This is an exercise from a previous linear algebra exam:
The diagonalisable matrix $A = \begin{pmatrix} 3 & -6 & 2\\ 4 & -7 & 2\\ 8 & -12 & 3 \end{pmatrix} \in \mathbb{R}^{3 \times 3}$ has the eigenvalues 1 and -1. Find $P, Q \in \mathbb{R}^{3 \times 3}$ such that $A = P-Q$, where $P^2 = P$, $Q^2 = Q$ and $PQ = 0 = QP$.

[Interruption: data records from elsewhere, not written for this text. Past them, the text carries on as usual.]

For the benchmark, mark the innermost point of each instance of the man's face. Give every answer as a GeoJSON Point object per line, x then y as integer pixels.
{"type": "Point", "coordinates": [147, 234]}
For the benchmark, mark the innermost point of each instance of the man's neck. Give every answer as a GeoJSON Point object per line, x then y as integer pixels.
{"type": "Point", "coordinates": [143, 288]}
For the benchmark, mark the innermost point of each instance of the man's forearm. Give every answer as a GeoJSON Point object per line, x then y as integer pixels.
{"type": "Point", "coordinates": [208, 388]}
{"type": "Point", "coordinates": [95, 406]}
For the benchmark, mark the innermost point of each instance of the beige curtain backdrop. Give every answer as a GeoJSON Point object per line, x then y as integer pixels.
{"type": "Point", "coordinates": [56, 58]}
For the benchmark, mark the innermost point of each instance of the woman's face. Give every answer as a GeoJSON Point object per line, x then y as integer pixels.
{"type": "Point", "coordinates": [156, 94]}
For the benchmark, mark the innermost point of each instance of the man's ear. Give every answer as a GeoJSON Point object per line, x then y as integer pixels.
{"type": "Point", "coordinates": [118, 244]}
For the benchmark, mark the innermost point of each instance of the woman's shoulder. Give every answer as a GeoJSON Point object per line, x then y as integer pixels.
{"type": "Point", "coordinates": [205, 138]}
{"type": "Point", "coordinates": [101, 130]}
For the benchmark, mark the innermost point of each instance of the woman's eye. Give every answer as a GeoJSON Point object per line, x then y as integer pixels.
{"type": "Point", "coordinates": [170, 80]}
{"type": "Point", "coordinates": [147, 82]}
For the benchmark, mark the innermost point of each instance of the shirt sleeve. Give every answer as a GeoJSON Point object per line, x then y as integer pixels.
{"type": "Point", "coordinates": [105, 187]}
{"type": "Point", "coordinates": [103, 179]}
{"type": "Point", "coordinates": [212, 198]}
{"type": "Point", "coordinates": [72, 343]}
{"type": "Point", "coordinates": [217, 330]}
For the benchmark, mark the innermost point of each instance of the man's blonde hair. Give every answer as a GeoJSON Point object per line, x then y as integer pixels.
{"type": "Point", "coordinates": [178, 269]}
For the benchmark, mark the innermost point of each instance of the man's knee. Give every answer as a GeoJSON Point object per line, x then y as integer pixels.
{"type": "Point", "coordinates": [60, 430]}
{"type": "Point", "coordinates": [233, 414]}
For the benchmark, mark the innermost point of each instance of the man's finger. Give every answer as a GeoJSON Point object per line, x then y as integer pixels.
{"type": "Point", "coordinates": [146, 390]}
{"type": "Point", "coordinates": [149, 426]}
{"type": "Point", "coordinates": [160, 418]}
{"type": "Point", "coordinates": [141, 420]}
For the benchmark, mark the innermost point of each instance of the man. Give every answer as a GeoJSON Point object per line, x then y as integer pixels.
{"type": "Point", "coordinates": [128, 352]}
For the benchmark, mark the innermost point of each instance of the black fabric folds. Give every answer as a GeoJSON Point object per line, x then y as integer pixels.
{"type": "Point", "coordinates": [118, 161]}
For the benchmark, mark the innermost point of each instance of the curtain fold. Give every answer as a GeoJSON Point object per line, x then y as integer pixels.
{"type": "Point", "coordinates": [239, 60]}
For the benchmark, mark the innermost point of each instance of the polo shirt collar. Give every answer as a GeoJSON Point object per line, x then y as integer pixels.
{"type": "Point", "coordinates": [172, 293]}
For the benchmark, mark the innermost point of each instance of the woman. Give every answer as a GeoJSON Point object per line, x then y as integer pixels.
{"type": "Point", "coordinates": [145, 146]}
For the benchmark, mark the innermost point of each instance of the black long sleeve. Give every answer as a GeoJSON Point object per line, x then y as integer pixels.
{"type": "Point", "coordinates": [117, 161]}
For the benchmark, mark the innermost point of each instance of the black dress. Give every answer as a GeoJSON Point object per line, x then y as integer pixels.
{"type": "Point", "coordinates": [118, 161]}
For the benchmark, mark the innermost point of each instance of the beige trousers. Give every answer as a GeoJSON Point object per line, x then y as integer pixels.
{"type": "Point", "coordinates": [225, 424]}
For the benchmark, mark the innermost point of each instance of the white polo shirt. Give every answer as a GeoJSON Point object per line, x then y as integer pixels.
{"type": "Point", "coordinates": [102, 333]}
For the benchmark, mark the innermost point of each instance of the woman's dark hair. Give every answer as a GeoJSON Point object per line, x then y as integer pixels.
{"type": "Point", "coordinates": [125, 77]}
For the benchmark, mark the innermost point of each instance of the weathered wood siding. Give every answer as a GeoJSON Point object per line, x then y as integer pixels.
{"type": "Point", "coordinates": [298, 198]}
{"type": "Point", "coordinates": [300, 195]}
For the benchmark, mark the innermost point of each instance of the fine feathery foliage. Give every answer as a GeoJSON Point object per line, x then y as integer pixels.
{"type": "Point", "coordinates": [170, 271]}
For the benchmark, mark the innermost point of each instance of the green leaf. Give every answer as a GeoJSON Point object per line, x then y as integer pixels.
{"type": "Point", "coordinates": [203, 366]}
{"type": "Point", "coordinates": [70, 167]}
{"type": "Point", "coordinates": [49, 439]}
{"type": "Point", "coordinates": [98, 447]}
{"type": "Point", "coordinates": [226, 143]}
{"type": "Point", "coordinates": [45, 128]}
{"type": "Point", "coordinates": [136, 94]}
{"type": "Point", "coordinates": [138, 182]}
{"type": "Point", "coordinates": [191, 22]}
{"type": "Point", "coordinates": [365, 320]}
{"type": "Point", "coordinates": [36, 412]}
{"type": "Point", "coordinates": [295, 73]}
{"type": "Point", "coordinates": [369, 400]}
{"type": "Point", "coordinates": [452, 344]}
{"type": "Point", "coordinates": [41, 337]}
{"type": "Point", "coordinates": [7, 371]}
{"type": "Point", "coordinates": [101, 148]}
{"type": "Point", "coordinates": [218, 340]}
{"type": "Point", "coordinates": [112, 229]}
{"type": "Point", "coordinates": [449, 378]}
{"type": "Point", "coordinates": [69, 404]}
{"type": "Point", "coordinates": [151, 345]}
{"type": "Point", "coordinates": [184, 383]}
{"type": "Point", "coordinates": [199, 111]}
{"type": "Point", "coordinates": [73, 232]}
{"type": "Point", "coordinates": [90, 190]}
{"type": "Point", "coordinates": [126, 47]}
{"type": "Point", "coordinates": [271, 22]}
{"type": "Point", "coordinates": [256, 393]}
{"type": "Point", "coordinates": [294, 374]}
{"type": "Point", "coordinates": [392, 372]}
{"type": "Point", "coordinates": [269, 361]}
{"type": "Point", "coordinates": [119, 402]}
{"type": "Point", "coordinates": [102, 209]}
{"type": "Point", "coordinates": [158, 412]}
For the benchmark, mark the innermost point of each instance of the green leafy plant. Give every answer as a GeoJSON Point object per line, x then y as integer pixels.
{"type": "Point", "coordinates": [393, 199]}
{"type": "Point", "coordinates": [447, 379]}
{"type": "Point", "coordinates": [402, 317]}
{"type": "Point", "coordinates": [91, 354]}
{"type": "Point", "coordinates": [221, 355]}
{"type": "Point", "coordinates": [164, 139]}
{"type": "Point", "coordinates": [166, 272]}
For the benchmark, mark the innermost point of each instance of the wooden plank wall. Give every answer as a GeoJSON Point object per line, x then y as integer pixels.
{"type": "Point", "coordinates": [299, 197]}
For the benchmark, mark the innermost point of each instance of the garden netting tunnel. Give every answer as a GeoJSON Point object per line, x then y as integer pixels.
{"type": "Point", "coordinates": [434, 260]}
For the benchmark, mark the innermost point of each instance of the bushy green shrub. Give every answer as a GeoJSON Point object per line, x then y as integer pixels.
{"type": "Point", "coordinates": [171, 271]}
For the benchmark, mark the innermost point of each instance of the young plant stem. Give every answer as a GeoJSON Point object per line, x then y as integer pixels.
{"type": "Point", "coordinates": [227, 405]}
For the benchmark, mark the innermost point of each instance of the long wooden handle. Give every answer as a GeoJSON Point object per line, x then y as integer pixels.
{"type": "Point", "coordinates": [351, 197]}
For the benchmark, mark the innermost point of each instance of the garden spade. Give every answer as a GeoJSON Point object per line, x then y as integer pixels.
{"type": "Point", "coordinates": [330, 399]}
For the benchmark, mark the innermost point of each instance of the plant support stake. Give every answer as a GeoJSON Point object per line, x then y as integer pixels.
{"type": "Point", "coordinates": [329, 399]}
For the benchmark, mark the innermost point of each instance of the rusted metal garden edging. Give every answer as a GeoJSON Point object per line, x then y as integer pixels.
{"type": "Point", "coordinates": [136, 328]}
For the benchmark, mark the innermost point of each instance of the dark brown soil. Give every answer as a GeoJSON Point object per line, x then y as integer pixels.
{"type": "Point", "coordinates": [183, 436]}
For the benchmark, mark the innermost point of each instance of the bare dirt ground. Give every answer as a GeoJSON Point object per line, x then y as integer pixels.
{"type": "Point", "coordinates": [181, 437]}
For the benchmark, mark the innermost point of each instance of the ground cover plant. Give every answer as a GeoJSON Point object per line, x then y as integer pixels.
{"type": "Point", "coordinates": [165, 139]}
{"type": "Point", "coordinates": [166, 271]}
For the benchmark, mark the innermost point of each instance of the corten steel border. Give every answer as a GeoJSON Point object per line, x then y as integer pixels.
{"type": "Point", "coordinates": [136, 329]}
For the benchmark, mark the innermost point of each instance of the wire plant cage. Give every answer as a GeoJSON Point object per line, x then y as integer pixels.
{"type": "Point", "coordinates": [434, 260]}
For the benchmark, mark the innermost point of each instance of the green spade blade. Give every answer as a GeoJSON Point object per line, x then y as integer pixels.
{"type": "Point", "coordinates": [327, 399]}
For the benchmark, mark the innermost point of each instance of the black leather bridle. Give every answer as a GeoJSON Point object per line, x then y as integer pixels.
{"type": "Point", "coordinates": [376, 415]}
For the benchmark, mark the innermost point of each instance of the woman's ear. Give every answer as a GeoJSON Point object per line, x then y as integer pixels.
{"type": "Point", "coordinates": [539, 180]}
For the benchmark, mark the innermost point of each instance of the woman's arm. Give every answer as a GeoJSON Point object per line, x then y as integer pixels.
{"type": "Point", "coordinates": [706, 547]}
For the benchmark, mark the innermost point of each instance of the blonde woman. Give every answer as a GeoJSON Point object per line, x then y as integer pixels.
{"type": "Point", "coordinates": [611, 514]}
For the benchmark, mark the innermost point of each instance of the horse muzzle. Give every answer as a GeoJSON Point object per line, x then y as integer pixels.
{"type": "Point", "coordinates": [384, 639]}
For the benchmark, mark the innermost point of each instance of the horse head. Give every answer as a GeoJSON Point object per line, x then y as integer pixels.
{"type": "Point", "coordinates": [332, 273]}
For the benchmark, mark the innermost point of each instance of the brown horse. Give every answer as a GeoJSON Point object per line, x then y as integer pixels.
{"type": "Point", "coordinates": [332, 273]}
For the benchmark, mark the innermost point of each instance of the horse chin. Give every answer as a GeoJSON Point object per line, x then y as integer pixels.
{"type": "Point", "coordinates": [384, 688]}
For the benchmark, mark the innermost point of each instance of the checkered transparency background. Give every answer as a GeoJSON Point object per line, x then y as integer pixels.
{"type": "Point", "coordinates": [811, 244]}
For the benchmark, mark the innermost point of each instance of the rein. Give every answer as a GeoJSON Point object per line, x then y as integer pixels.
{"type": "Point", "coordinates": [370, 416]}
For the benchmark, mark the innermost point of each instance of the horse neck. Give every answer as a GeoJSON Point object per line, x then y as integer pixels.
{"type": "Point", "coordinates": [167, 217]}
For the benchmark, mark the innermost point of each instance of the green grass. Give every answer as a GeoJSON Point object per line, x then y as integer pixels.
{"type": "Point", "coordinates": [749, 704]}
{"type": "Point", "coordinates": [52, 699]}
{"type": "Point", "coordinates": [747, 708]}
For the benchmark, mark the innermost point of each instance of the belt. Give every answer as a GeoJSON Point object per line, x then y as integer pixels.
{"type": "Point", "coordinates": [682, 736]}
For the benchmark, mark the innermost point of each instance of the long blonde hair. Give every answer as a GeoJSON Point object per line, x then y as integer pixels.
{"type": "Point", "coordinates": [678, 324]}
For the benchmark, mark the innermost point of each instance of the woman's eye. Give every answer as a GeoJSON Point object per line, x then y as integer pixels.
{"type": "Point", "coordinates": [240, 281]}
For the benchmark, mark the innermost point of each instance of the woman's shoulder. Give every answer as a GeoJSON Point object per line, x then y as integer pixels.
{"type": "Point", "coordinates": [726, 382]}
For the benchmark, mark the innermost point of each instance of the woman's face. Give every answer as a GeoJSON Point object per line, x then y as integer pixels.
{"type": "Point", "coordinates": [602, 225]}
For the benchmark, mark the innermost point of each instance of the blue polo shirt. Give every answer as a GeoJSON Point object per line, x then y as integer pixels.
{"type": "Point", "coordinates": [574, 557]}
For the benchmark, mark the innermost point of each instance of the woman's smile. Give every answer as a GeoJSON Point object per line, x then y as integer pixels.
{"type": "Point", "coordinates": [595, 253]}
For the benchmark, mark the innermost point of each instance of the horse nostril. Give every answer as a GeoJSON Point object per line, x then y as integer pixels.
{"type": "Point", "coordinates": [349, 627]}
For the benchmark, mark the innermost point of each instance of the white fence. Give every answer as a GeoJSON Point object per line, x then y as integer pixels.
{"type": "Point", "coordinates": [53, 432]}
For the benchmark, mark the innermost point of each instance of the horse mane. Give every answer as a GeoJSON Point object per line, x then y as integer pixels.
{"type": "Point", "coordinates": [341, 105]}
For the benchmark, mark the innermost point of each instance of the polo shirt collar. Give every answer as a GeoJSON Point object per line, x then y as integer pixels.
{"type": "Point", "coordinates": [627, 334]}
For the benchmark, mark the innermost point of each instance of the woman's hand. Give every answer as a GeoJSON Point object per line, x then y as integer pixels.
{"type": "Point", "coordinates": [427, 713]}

We want $A = P-Q$, so we will have $A^2 = P+Q$ and by plugging in $Q = P - A$, we find $A^2 = 2P - A \iff P = \frac{1}{2} (A^2 + A).$
This gives $P = \begin{pmatrix} 2 & -3 & 1\\ 2 & -3 & 1\\ 4 & -6 & 2 \end{pmatrix} \text{ and } Q = \begin{pmatrix} -1 & 3 & -1\\ -2 & 4 & -1\\ -4 & 6 & -1 \end{pmatrix}$ and these two matrices satisfy all conditions.
Question: The problem states that $A$ is diagonalisable and also gives its eigenvalues. Is there another, maybe even faster way to find $P$ and $Q$ by diagonalising $A$?